- Genomic testing is becoming an increasingly common starting place for the development of personalized medicine treatments for patients with a variety of hard-to-treat diseases, especially cancer, but organizations often struggle with interpreting and analyzing a glut of raw data produced by sequencing initiatives.
At Weill-Cornell Medicine’s Institute of Precision Medicine, the process of identifying genetic influences on cancer development and treatment efficacy is getting a little easier thanks to the Precision Medicine Knowledge Base (PMKB), an interactive, online application for curating and sharing data about the clinical significance of genomic variants related to oncology care.
Using an API connected to the Cerner laboratory information system at Weill-Cornell and New York Presbyterian Hospital, the application makes it easy for personalized medicine researchers and clinicians to collaborate and contribute to the body of knowledge used for diagnosing and treating cancer patients.
“A critical component of clinical genomic testing is the generation of accurate and informative reports containing clinical-grade interpretations of genomic alterations,” explained a team of researchers from several of Weill-Cornell’s precision medicine departments in an article published in JAMIA this month.
“Such reports must not only list which variants and mutations were found in a given clinical sample, but also provide interpretations of these variants in the context of available and relevant clinical information.”
The process of generating and analyzing this data is “usually a tedious task that requires extensive literature curation,” the article says, and is hindered by the lack of exhaustive online resources that have successfully compiled information on the clinical significance of gene variants in relation to specific disease phenotypes.
“In our experience few of these databases contain clinical-grade interpretations actually applicable to clinical reporting,” the authors asserted.
“In some instances, mutation interpretations do not meet required levels of brevity and specificity. In some databases, mutations are not interpreted in the context of specific tumor types. In others, only point mutations and indels are catalogued, while common clinically relevant mutations such as gene fusions and copy number alterations/variations are not included.”
Other initiatives suffer from an inability to stay up-to-date and accurate in a rapidly changing research environment, and still more are difficult to use for research projects because they do not have application programming interfaces (APIs) to streamline the process of integrating the data into automated workflows.

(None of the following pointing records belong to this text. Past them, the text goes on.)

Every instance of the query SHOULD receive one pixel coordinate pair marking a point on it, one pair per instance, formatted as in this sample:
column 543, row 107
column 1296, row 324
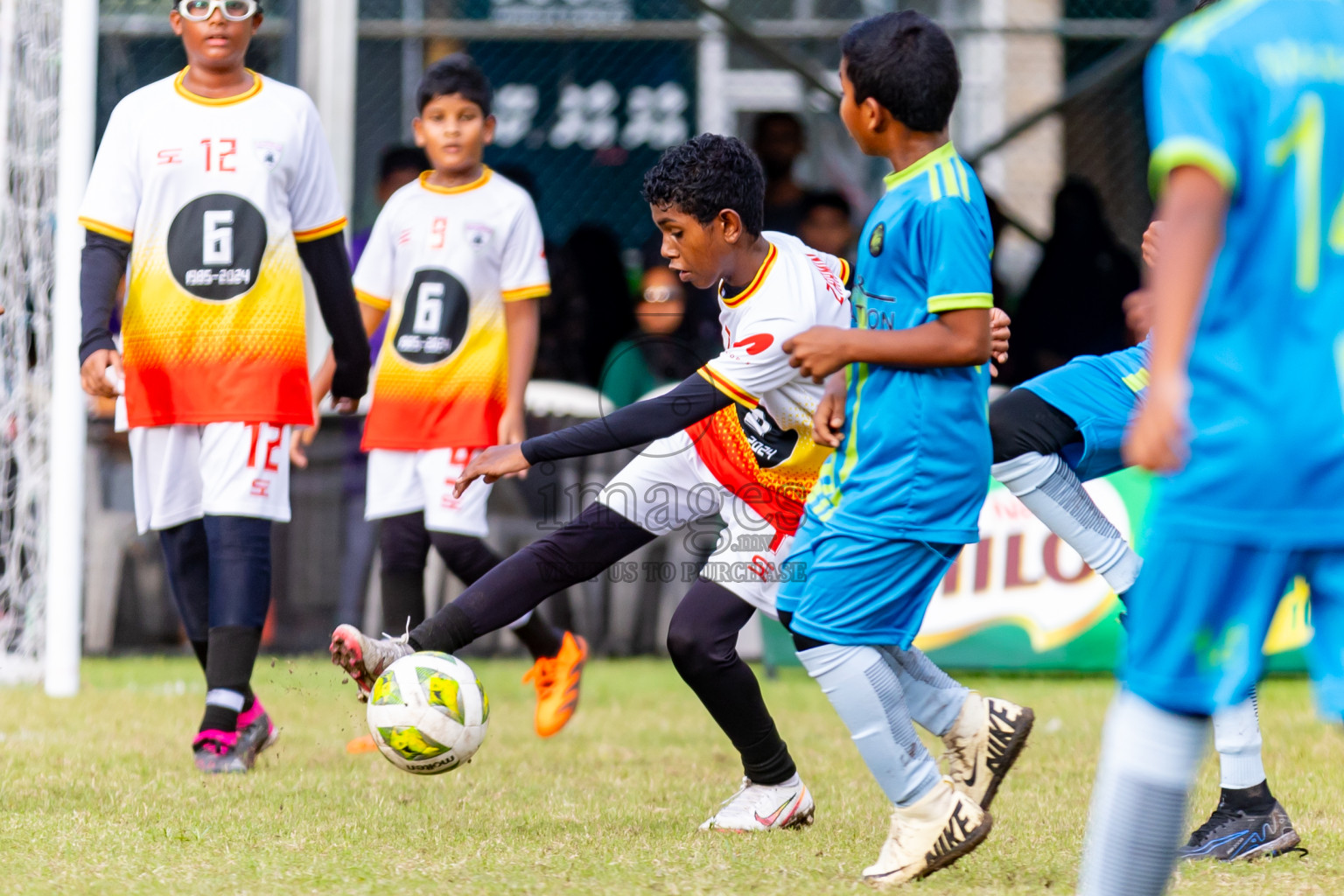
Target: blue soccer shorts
column 1200, row 612
column 1095, row 396
column 848, row 589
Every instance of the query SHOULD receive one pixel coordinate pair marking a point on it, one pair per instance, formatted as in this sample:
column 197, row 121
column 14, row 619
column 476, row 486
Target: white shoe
column 930, row 835
column 983, row 745
column 764, row 808
column 363, row 659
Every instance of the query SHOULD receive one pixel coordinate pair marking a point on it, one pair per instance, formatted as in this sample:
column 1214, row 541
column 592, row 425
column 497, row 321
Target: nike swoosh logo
column 769, row 820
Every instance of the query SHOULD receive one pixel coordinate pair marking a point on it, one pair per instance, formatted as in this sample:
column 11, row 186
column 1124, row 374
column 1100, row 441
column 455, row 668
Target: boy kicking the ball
column 456, row 256
column 732, row 439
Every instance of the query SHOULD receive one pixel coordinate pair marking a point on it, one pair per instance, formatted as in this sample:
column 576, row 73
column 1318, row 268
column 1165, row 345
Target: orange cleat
column 365, row 743
column 556, row 680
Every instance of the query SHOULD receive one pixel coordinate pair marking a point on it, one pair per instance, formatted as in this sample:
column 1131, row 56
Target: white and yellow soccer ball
column 428, row 713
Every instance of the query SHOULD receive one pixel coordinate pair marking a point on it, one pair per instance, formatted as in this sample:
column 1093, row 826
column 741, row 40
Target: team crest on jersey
column 268, row 153
column 479, row 235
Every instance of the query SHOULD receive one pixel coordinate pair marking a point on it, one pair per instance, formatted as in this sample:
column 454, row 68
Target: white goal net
column 30, row 42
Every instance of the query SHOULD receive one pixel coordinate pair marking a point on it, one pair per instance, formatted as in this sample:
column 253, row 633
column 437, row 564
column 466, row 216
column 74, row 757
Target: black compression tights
column 704, row 640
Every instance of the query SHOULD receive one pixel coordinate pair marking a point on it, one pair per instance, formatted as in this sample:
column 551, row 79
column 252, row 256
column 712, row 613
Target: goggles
column 233, row 10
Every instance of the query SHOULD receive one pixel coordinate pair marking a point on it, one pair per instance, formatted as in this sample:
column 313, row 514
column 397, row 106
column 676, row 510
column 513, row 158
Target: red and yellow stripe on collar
column 756, row 281
column 729, row 387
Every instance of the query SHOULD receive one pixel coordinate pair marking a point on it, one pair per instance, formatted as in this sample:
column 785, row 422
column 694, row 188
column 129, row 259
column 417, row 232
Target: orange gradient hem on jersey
column 318, row 233
column 108, row 230
column 409, row 424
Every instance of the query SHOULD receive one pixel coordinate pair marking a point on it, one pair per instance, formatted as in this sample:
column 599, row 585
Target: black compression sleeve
column 328, row 265
column 634, row 424
column 101, row 266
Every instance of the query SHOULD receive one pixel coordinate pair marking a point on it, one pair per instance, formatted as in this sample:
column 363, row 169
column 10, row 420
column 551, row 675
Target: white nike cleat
column 983, row 745
column 930, row 835
column 764, row 808
column 363, row 659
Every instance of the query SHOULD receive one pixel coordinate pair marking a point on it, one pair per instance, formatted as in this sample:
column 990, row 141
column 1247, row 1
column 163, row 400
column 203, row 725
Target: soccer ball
column 428, row 713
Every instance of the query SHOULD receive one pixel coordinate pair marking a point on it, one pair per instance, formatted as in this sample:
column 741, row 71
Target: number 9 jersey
column 443, row 261
column 213, row 196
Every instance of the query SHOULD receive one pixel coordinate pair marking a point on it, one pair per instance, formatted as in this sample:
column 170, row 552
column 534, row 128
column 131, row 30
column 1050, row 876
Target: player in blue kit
column 1050, row 436
column 1243, row 410
column 900, row 496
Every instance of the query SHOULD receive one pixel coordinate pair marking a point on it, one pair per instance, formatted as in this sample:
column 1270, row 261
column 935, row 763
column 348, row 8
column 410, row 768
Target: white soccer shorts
column 668, row 488
column 186, row 472
column 408, row 481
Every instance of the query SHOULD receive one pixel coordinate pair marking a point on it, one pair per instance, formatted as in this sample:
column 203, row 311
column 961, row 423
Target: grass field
column 98, row 794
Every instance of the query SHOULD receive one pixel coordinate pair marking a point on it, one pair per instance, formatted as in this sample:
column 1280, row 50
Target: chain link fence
column 588, row 94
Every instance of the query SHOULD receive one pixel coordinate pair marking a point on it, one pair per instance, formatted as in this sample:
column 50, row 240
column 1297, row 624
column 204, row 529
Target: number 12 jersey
column 213, row 195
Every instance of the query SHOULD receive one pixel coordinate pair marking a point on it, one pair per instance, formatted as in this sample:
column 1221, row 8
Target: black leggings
column 1022, row 422
column 704, row 640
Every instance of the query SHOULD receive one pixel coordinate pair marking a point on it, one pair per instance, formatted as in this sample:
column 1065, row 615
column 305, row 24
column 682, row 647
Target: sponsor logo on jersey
column 268, row 153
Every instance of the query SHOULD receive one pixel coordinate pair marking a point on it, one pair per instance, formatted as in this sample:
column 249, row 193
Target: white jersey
column 443, row 262
column 761, row 448
column 213, row 195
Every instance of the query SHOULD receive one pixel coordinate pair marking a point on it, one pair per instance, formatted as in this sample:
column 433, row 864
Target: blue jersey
column 1253, row 93
column 914, row 458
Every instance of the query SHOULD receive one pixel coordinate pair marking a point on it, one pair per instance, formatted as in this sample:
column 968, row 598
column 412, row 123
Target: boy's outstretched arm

PMKB attempts to circumvent these obstacles by taking a structured, modular, standards-based approach to its design. Using the Ruby on Rails Web application framework, the development team designed the databank in conjunction with clinical pathologists to create a system that allows easy, automated access to granular genomic data.
Users can find and input data through an HTML interface that includes dropdown menus and free-text searches, and automates the editing process to ensure continuity across relevant data types.
The database has been growing steadily since its inception in December of 2015, and contained 457 variant descriptions along with 281 interpretations as of May 2016. The research team attributes this rapid expansion rate in part to the system’s ease of use, which is supported by its API architecture.
Using a tool called the AmpliSeq Results Converter, the PMKB translates raw data into human-readable spreadsheets and text reports, which can then be imported into Cerner’s laboratory information system, in use at Weill-Cornell and New York Presbyterian Hospital.
“The AmpliSeq Results Converter has greatly facilitated the laboratory’s workflow by eliminating the need to manually copy interpretations from an Excel spreadsheet into the diagnostic report,” the team said. “Use of this pipeline allows the appropriate interpretations to be pulled automatically from the PMKB into Millennium Helix, our clinical reporting system.”
The Weill-Cornell team hopes that other institutions will take a similar approach to replicating its success with using a web-based API to simplify the reporting and data generation process, and is encouraging other precision medicine organizations to explore and contribute to the project.
“Quality and quantity of interpretations are what will make PMKB attractive to potential collaborators and will set a standard for future contributions to the knowledge base. Since interpretations must be written by qualified individuals, the PMKB software tries to ease the burden of storing and organizing interpretations, allowing pathologists to focus on writing interpretive comments and signing out cases.”
“Ideally, this knowledge base will serve as an open tool amenable to crowdsourcing of content over time by experts in specific subspecialties.”